With a wide variety of uses - from rope and clothing fiber to cannabidiol dietary supplements - hemp cultivation and production is exploding in popularity. It’s cultivated around the world, with a particularly strong market in the United States and Canada. It’s grown indoors and outdoors and cultivators use a range of strategies and techniques for growing the plant.
To grow hemp legally in most jurisdictions, one must be cognizant of the THC content of the hemp plant flower. In the United States, for example, hemp products and plants may not contain more than 0.3% of THC, the popular intoxicant that leads to the “high” associated with cannabis use. This limit was set by the 2018 US Farm Bill.
Hemp Plant Flower and Oil
The hemp plant flower, sometimes called the “bud,” is where the bulk of the THC and other cannabinoids would normally be in a cannabis plant.
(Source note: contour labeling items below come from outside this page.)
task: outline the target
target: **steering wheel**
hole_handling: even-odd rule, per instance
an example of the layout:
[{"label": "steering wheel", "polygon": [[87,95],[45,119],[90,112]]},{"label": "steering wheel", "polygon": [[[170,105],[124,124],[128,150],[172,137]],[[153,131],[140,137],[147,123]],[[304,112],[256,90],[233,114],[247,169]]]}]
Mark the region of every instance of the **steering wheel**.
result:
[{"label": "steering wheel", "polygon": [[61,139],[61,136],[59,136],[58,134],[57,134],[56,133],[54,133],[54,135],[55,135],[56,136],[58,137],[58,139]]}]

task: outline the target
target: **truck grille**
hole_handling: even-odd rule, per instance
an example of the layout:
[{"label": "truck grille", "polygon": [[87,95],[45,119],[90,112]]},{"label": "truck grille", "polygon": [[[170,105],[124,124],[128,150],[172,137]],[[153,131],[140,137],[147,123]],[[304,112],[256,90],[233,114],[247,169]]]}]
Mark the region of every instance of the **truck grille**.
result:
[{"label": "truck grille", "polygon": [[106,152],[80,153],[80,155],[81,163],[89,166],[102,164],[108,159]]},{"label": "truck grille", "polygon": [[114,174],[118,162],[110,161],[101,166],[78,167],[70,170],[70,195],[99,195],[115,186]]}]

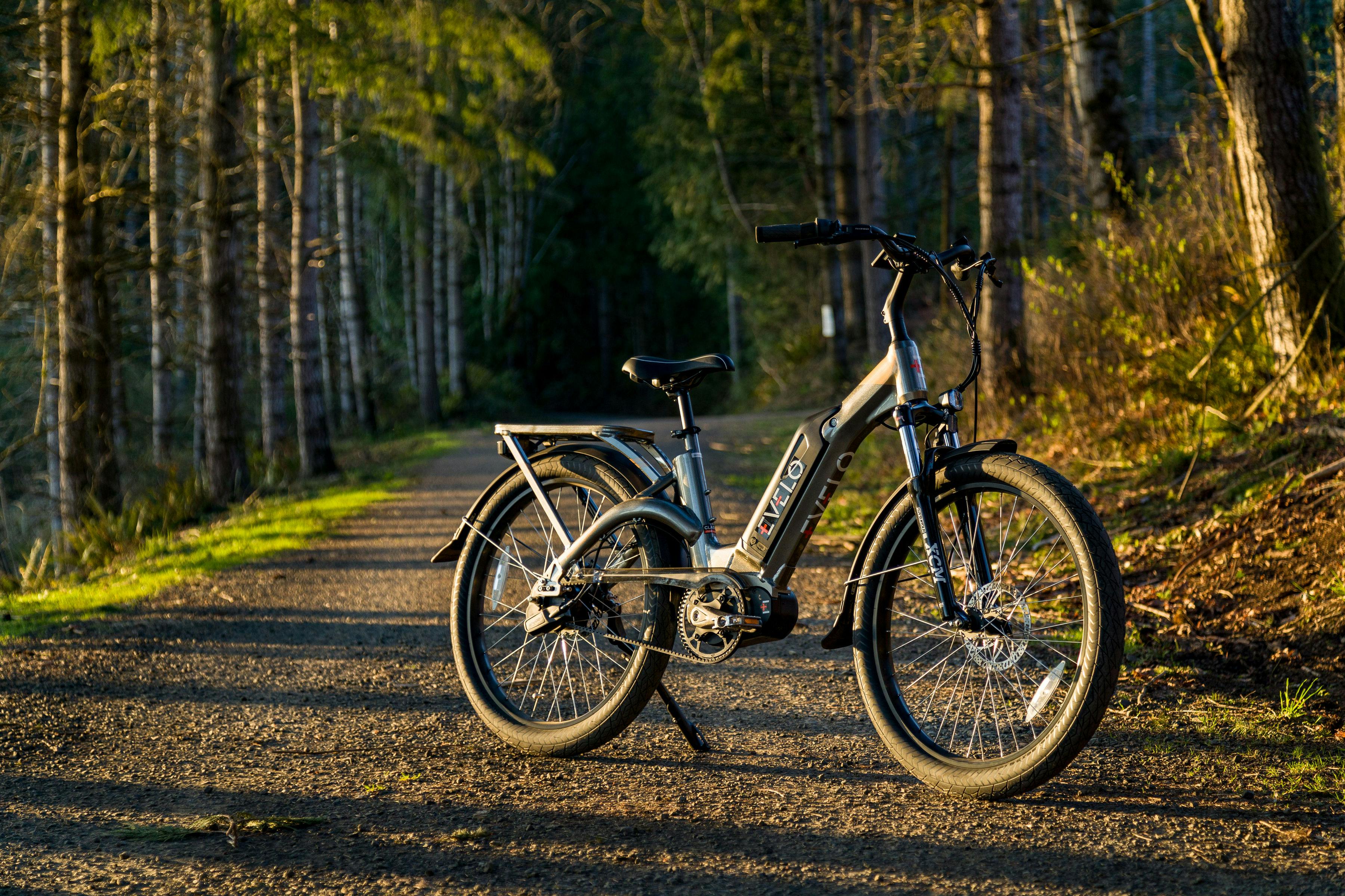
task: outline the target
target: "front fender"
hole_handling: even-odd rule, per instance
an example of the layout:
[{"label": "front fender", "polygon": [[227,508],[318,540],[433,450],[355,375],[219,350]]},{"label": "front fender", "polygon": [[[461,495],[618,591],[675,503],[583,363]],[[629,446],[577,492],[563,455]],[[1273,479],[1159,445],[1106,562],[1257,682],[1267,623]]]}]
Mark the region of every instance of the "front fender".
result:
[{"label": "front fender", "polygon": [[[1018,443],[1013,439],[982,439],[971,445],[963,445],[962,447],[935,449],[933,472],[937,473],[952,461],[967,454],[1013,454],[1017,450]],[[838,647],[849,647],[854,643],[854,596],[859,590],[859,583],[855,579],[859,578],[863,559],[869,555],[869,548],[873,547],[873,540],[878,536],[878,529],[882,528],[882,524],[888,521],[888,517],[901,504],[901,498],[907,496],[911,480],[898,485],[897,490],[884,501],[877,516],[873,517],[869,531],[863,533],[863,540],[859,541],[859,548],[854,552],[854,560],[850,562],[850,575],[846,576],[845,596],[841,599],[841,613],[837,614],[837,621],[831,626],[831,631],[822,638],[823,650],[837,650]]]}]

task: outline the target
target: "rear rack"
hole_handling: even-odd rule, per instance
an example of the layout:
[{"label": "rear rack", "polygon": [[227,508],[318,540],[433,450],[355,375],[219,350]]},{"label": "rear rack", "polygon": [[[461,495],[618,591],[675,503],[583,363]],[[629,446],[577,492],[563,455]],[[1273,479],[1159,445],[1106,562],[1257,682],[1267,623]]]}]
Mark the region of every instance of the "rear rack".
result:
[{"label": "rear rack", "polygon": [[624,439],[627,442],[640,442],[654,445],[654,433],[638,430],[633,426],[608,426],[607,423],[496,423],[495,435],[541,435],[541,441],[550,442],[558,438],[590,438],[590,439]]},{"label": "rear rack", "polygon": [[[527,465],[527,455],[539,446],[555,442],[605,442],[620,451],[628,461],[648,477],[650,482],[658,481],[666,473],[672,472],[672,461],[663,453],[650,430],[639,430],[633,426],[609,426],[607,423],[496,423],[495,435],[500,437],[499,453],[502,457],[511,457],[514,462],[525,469],[529,476],[531,467]],[[640,447],[632,447],[631,443]],[[514,453],[516,447],[518,453]]]}]

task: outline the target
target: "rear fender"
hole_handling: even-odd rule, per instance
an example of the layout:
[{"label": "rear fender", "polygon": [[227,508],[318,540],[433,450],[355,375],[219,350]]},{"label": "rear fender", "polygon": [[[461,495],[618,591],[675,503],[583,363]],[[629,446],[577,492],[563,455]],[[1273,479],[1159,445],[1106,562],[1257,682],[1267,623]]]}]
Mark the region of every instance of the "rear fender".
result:
[{"label": "rear fender", "polygon": [[[611,466],[617,473],[617,476],[621,477],[621,480],[625,481],[625,485],[632,492],[640,492],[646,486],[651,485],[650,478],[643,473],[640,473],[639,467],[631,463],[631,459],[628,457],[617,451],[611,445],[601,445],[594,442],[578,442],[578,443],[569,442],[564,445],[554,445],[549,449],[543,449],[537,454],[529,455],[527,459],[529,462],[535,462],[549,457],[554,457],[557,454],[586,454],[596,461],[603,461],[604,463]],[[472,506],[467,510],[467,514],[457,524],[457,531],[453,533],[453,537],[449,540],[448,544],[441,547],[434,553],[433,557],[430,557],[429,560],[430,563],[453,563],[457,560],[459,555],[463,552],[463,545],[467,544],[467,536],[471,535],[472,532],[471,524],[476,523],[476,517],[480,514],[482,508],[484,508],[486,504],[492,497],[495,497],[495,493],[499,492],[504,486],[504,482],[507,482],[510,477],[512,477],[515,473],[518,473],[518,465],[510,465],[504,467],[504,470],[500,472],[500,474],[496,476],[495,480],[486,486],[486,490],[482,492],[479,496],[476,496],[476,500],[472,501]]]},{"label": "rear fender", "polygon": [[[971,445],[963,445],[962,447],[935,449],[933,472],[937,473],[967,454],[1013,454],[1017,450],[1018,443],[1013,439],[982,439]],[[859,541],[859,548],[854,552],[854,560],[850,562],[850,575],[846,576],[845,596],[841,599],[841,613],[837,615],[831,631],[822,638],[822,647],[824,650],[849,647],[854,643],[854,596],[859,591],[859,583],[855,579],[862,575],[863,559],[869,556],[869,551],[878,537],[878,529],[882,528],[882,524],[897,509],[901,500],[907,497],[909,488],[911,480],[897,486],[897,490],[888,496],[878,514],[873,517],[869,531],[863,533],[863,540]]]}]

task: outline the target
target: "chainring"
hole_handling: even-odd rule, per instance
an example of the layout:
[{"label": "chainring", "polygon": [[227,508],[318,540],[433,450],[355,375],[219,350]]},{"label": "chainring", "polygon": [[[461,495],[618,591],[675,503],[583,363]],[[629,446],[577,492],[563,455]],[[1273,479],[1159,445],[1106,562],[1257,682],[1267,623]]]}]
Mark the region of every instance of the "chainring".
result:
[{"label": "chainring", "polygon": [[695,607],[714,613],[741,614],[742,598],[724,586],[707,586],[685,592],[678,609],[677,630],[682,646],[695,656],[698,662],[724,662],[738,649],[742,630],[716,630],[697,626],[691,622],[691,611]]}]

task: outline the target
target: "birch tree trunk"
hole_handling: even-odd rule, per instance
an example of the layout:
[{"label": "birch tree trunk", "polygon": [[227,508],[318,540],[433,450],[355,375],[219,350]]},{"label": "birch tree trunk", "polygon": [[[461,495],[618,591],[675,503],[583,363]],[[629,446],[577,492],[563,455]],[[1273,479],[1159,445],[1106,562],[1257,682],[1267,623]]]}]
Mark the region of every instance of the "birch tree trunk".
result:
[{"label": "birch tree trunk", "polygon": [[[343,114],[346,101],[336,101],[334,117],[334,137],[338,146],[344,142]],[[355,400],[355,418],[366,433],[375,433],[374,404],[370,396],[373,377],[366,357],[367,339],[364,333],[364,309],[360,296],[359,270],[355,262],[355,195],[351,183],[350,163],[343,149],[336,152],[336,227],[340,253],[340,317],[342,332],[346,334],[346,351],[350,359],[351,391]]]},{"label": "birch tree trunk", "polygon": [[[812,163],[818,169],[818,218],[835,219],[835,154],[831,145],[831,111],[827,95],[827,48],[826,23],[822,16],[822,0],[807,0],[808,46],[811,48],[810,99],[812,106]],[[849,351],[845,329],[845,287],[841,282],[841,255],[823,254],[823,296],[831,305],[835,321],[835,336],[831,352],[837,373],[843,379],[850,373]]]},{"label": "birch tree trunk", "polygon": [[[42,424],[47,439],[47,498],[51,541],[61,532],[61,309],[56,290],[56,70],[61,67],[61,30],[51,0],[38,0],[38,153],[42,164]],[[54,304],[55,302],[55,304]]]},{"label": "birch tree trunk", "polygon": [[1028,340],[1024,328],[1022,278],[1022,69],[1005,66],[1022,55],[1018,4],[978,0],[981,44],[978,101],[981,141],[976,191],[981,196],[981,242],[1003,269],[1003,289],[987,285],[983,297],[982,379],[993,396],[1018,395],[1028,386]]},{"label": "birch tree trunk", "polygon": [[[1116,30],[1087,40],[1115,16],[1111,0],[1056,0],[1060,38],[1065,42],[1069,85],[1084,145],[1084,192],[1093,211],[1122,210],[1119,176],[1135,181],[1135,160],[1126,124],[1126,90],[1120,73]],[[1111,161],[1108,160],[1108,156]],[[1107,171],[1108,167],[1111,171]]]},{"label": "birch tree trunk", "polygon": [[280,277],[285,184],[280,172],[276,86],[270,63],[257,54],[257,347],[261,355],[261,447],[268,478],[285,438],[285,296]]},{"label": "birch tree trunk", "polygon": [[[484,183],[484,177],[482,179]],[[472,231],[472,239],[476,240],[476,292],[482,297],[482,340],[486,343],[491,341],[491,258],[494,251],[494,242],[488,234],[490,230],[490,216],[488,204],[483,203],[483,218],[486,226],[476,216],[476,197],[472,195],[475,191],[467,191],[463,193],[463,204],[467,207],[467,226]],[[490,191],[486,191],[486,197],[490,199]]]},{"label": "birch tree trunk", "polygon": [[[833,66],[837,86],[837,216],[847,223],[861,222],[859,206],[859,91],[855,83],[855,21],[858,11],[850,0],[831,0]],[[846,341],[868,348],[868,308],[865,301],[865,258],[862,243],[837,247],[841,255],[841,283],[845,296]],[[837,326],[839,330],[841,326]]]},{"label": "birch tree trunk", "polygon": [[149,9],[149,390],[151,446],[155,463],[168,462],[172,439],[172,379],[168,365],[169,302],[168,148],[164,145],[164,106],[167,105],[168,71],[164,59],[167,13],[163,0],[152,0]]},{"label": "birch tree trunk", "polygon": [[234,211],[243,165],[241,81],[234,69],[237,28],[221,0],[202,8],[200,73],[200,344],[206,488],[219,502],[252,485],[243,445],[238,243]]},{"label": "birch tree trunk", "polygon": [[607,391],[612,383],[612,294],[607,277],[597,279],[597,368]]},{"label": "birch tree trunk", "polygon": [[416,269],[412,266],[412,228],[406,210],[402,210],[398,226],[402,242],[402,330],[406,337],[406,376],[412,382],[412,388],[420,394],[420,361],[416,352]]},{"label": "birch tree trunk", "polygon": [[[1243,208],[1266,290],[1332,227],[1330,196],[1301,35],[1284,0],[1225,0],[1223,19]],[[1340,259],[1340,236],[1330,234],[1266,300],[1266,333],[1280,363],[1295,352],[1301,317],[1311,313]],[[1338,326],[1345,325],[1342,297],[1337,285],[1326,305]]]},{"label": "birch tree trunk", "polygon": [[[499,258],[496,247],[499,240],[495,234],[495,191],[491,189],[490,172],[482,173],[482,212],[486,234],[486,262],[482,266],[482,275],[486,279],[482,287],[482,326],[486,340],[490,341],[495,324],[495,306],[499,298]],[[503,329],[503,322],[500,325]]]},{"label": "birch tree trunk", "polygon": [[463,224],[457,212],[457,177],[452,168],[444,177],[444,212],[448,219],[448,390],[467,391],[467,339],[463,333]]},{"label": "birch tree trunk", "polygon": [[[289,0],[291,9],[300,8]],[[307,3],[303,4],[307,8]],[[336,470],[327,403],[323,396],[320,341],[317,333],[317,144],[321,125],[317,105],[309,99],[312,73],[299,58],[297,28],[289,32],[291,95],[295,103],[295,187],[289,240],[289,344],[293,359],[295,418],[299,435],[299,466],[303,476]]]},{"label": "birch tree trunk", "polygon": [[420,367],[421,416],[438,423],[438,371],[434,355],[434,283],[430,240],[434,222],[434,172],[424,156],[416,160],[416,353]]}]

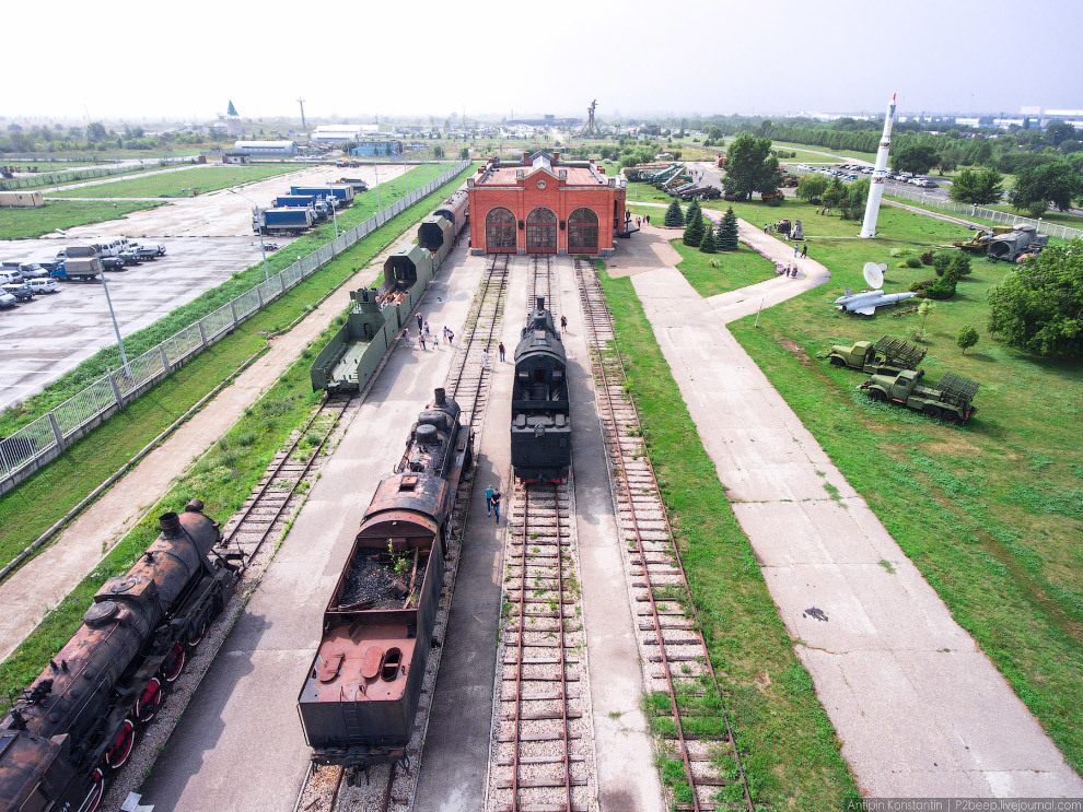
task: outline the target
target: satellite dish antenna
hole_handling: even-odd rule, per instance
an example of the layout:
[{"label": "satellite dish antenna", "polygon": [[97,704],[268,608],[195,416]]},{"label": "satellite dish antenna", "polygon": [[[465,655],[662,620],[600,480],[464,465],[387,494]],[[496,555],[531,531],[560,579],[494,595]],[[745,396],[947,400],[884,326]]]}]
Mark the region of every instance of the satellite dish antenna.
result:
[{"label": "satellite dish antenna", "polygon": [[862,273],[864,274],[865,283],[874,291],[878,291],[884,286],[884,270],[875,262],[865,262]]}]

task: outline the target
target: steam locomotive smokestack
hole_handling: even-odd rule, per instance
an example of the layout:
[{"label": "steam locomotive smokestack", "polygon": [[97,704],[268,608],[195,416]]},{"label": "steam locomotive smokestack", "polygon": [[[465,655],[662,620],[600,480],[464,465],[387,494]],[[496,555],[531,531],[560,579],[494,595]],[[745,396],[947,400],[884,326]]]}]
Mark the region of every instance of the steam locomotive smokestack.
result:
[{"label": "steam locomotive smokestack", "polygon": [[180,517],[172,510],[158,517],[158,526],[167,539],[175,539],[180,534]]}]

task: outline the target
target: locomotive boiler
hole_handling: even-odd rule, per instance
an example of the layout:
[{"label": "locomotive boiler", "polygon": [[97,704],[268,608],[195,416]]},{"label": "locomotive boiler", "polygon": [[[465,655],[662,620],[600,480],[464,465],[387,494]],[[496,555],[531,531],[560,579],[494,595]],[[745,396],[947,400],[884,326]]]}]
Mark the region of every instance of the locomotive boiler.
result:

But, since we’re talking about hemp - which, by definition has 0.3% or less THC - the flower is not sought after as an intoxicant. Instead, it is sometimes harvested with the intention of extracting CBD, or cannabidiol.
Similarly, hemp oil is sometimes extracted from the hemp seed. It’s used in dietary supplements, due to its high concentrations of omega-3 and omega-6 fatty acids, for example. Hemp cultivation equipment is used to extract the hemp seed oil or the natural oils from the hemp plant flower. The resulting extract is then purified, packed, and shipped to the consumer.